SURABAYAPAGI.com, Surabaya - Teguh yang merupakan pria lulusan program S2 dari satu perguruan tinggi negeri ternama, awalnya bekerja di bank. Namun akhirnya ia memutuskan untuk menjadi pengusaha dan berhenti dari posisi branch manager.
Teguh menceritakan perjalanan usahanya. Dengan sisa gaji Rp 2 juta dia berbisnis Thai Tea. Lewat bazar, usahanya tersebut mendapat respons.
Baca juga: UMKM Pedagang Es di Banyuwangi Resah, Harga Gelas Plastik Naik Dua Kali Lipat
Dia kemudian mencari makanan padanannya, terbersit lah membuat dimsum. Tak memiliki keahlian membuat dimsum, tak membuat Teguh surut. Teguh terus belajar, dan membuat tester. Sekian lama mencoba, pada akhirnya dia mendapat tester dengan racikan yang banyak disukai orang.
Mulai lah dimsum diproduksi dan dipasarkan dalam jumlah terbatas. “Usaha terus berkembang, sampai buka gerai di Depok,” kata Teguh.

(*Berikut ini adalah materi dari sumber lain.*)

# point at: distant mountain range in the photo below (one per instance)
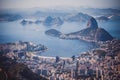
(90, 34)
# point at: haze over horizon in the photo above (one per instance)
(6, 4)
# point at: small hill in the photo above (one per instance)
(53, 32)
(79, 17)
(50, 21)
(92, 32)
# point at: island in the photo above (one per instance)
(90, 34)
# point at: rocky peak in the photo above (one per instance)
(92, 23)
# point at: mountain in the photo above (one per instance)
(114, 17)
(92, 32)
(53, 32)
(102, 18)
(50, 21)
(11, 70)
(10, 17)
(79, 17)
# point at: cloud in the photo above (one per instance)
(61, 3)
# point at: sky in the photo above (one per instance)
(59, 3)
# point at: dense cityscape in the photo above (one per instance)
(98, 64)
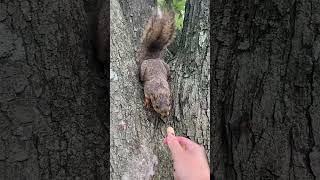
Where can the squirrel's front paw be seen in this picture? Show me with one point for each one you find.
(147, 102)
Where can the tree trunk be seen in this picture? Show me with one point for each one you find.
(266, 84)
(137, 151)
(51, 118)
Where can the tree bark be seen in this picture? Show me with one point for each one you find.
(137, 151)
(266, 81)
(51, 118)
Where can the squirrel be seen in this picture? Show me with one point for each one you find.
(154, 72)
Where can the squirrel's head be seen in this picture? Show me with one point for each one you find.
(162, 104)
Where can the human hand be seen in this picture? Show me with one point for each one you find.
(189, 159)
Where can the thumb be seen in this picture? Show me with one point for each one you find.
(174, 146)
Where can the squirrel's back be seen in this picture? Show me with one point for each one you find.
(158, 34)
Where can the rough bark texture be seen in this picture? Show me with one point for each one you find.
(51, 117)
(137, 151)
(266, 84)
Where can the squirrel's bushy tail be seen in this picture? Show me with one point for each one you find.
(158, 34)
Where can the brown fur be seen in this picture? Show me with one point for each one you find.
(154, 72)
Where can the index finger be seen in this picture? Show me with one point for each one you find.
(186, 143)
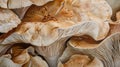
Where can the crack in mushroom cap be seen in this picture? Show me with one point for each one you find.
(107, 51)
(41, 27)
(52, 52)
(36, 61)
(8, 20)
(78, 60)
(12, 4)
(5, 61)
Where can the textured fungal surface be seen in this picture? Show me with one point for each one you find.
(59, 33)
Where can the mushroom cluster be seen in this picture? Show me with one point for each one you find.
(59, 33)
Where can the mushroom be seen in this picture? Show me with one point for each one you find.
(81, 61)
(115, 5)
(52, 52)
(8, 20)
(107, 51)
(41, 26)
(12, 4)
(36, 61)
(5, 61)
(21, 11)
(114, 26)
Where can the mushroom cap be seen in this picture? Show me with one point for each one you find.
(42, 27)
(8, 20)
(12, 4)
(83, 42)
(36, 61)
(52, 52)
(106, 51)
(81, 61)
(5, 61)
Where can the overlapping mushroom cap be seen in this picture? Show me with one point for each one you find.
(107, 51)
(8, 20)
(12, 4)
(44, 25)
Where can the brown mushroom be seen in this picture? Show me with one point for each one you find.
(12, 4)
(106, 51)
(8, 20)
(41, 26)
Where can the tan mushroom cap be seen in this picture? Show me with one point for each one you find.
(8, 20)
(83, 42)
(36, 61)
(52, 52)
(44, 25)
(78, 60)
(115, 5)
(12, 4)
(107, 51)
(21, 11)
(5, 61)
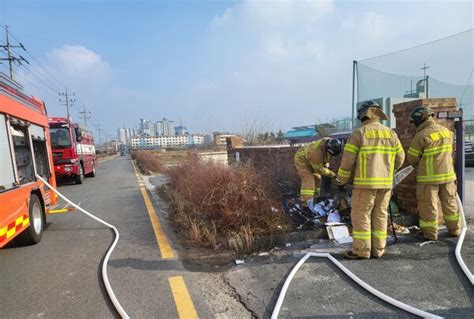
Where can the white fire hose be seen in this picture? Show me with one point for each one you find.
(461, 241)
(397, 179)
(105, 278)
(351, 275)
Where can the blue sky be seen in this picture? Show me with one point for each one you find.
(221, 65)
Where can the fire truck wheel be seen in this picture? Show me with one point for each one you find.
(32, 235)
(80, 175)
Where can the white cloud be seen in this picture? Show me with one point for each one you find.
(76, 61)
(294, 58)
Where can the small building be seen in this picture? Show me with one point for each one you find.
(302, 134)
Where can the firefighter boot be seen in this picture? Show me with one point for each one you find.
(362, 204)
(379, 222)
(447, 196)
(427, 196)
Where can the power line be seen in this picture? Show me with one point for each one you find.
(8, 47)
(67, 101)
(85, 115)
(100, 130)
(56, 82)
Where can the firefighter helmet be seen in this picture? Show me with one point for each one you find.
(420, 114)
(370, 109)
(333, 146)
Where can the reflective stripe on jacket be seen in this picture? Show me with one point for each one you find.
(372, 154)
(314, 156)
(432, 151)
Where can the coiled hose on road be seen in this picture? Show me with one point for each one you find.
(105, 278)
(371, 289)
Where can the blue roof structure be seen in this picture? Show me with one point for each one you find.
(297, 134)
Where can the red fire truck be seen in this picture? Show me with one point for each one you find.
(25, 151)
(73, 150)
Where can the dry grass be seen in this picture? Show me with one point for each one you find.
(218, 206)
(147, 161)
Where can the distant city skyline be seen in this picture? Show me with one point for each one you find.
(215, 65)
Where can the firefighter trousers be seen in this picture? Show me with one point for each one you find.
(369, 221)
(429, 196)
(310, 183)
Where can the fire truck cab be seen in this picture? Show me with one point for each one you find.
(73, 149)
(25, 151)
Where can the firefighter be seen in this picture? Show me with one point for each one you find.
(431, 150)
(312, 162)
(371, 156)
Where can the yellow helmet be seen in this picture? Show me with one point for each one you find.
(370, 110)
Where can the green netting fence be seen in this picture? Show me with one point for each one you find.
(441, 68)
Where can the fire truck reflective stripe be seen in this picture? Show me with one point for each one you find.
(351, 148)
(19, 221)
(378, 134)
(9, 231)
(441, 134)
(414, 152)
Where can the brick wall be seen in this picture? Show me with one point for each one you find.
(406, 191)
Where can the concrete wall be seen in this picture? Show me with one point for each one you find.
(215, 157)
(277, 161)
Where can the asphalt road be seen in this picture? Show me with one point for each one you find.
(60, 277)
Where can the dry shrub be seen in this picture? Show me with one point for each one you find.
(147, 161)
(216, 205)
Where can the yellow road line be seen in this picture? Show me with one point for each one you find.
(163, 243)
(182, 299)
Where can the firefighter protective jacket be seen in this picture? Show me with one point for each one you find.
(315, 157)
(372, 153)
(432, 151)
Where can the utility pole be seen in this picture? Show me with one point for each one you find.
(425, 77)
(100, 130)
(85, 115)
(10, 57)
(67, 101)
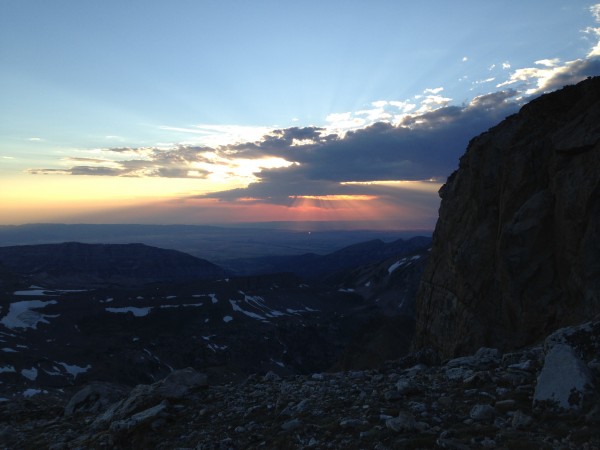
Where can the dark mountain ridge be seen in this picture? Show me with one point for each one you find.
(87, 265)
(516, 248)
(313, 266)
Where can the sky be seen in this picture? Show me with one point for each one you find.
(228, 111)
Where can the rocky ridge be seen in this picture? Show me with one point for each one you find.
(515, 250)
(87, 265)
(513, 400)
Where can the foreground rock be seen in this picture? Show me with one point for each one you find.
(407, 404)
(515, 250)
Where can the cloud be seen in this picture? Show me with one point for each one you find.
(552, 74)
(594, 31)
(421, 148)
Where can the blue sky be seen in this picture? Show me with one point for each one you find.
(111, 108)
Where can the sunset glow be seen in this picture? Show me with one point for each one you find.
(218, 118)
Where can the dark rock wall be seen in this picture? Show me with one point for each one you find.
(516, 250)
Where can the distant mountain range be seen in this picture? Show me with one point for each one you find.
(214, 243)
(75, 264)
(71, 312)
(311, 265)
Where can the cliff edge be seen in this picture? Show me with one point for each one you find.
(516, 249)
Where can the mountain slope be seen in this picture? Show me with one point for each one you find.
(515, 250)
(85, 265)
(311, 265)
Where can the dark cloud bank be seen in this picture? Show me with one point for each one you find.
(423, 147)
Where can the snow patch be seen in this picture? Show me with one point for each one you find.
(55, 372)
(74, 370)
(31, 392)
(180, 306)
(30, 374)
(237, 308)
(137, 312)
(23, 314)
(396, 265)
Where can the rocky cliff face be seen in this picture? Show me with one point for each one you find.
(516, 250)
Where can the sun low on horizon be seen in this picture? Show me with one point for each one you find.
(228, 112)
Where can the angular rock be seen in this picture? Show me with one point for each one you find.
(482, 413)
(94, 398)
(180, 383)
(520, 420)
(565, 380)
(515, 249)
(405, 422)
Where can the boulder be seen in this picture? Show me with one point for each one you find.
(565, 380)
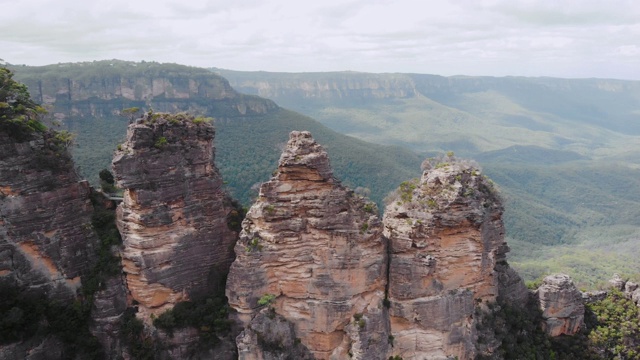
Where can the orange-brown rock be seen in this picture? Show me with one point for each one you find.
(173, 217)
(447, 255)
(318, 249)
(46, 237)
(561, 304)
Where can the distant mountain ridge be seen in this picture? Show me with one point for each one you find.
(427, 112)
(88, 97)
(563, 151)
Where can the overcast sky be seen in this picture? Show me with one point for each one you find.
(562, 38)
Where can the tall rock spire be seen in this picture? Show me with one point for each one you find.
(317, 248)
(173, 217)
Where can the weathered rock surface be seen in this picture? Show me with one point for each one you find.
(46, 237)
(447, 255)
(100, 88)
(108, 308)
(177, 245)
(561, 304)
(47, 245)
(318, 248)
(270, 337)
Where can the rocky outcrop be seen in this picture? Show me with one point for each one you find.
(447, 256)
(270, 337)
(177, 245)
(109, 305)
(561, 304)
(46, 238)
(314, 252)
(47, 245)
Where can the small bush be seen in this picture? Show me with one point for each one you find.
(161, 142)
(266, 299)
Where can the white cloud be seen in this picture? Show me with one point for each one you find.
(569, 38)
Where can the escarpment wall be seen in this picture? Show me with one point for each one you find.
(177, 244)
(317, 249)
(315, 255)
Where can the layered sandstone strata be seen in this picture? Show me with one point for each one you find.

Baca juga: Pasca Lebaran 2026: Harga Plastik Melonjak 100 Persen, UMKM-Pedagang di Lamongan Menjerit
Karena ingin menjualnya secara online, Teguh kemudian menamakan dimsumnya Pabrik Dimsum sejak tahun 2020.
Lokasi produksinya tetap berada di kawasan Depok. Pabrik Dimsum saat ini memiliki 15-20 orang di bagian produksi. Per harinya bisa memproduksi 15 ribu dengan ragam jenis dimsum. Harganya mulai dari kisaran Rp 1.850.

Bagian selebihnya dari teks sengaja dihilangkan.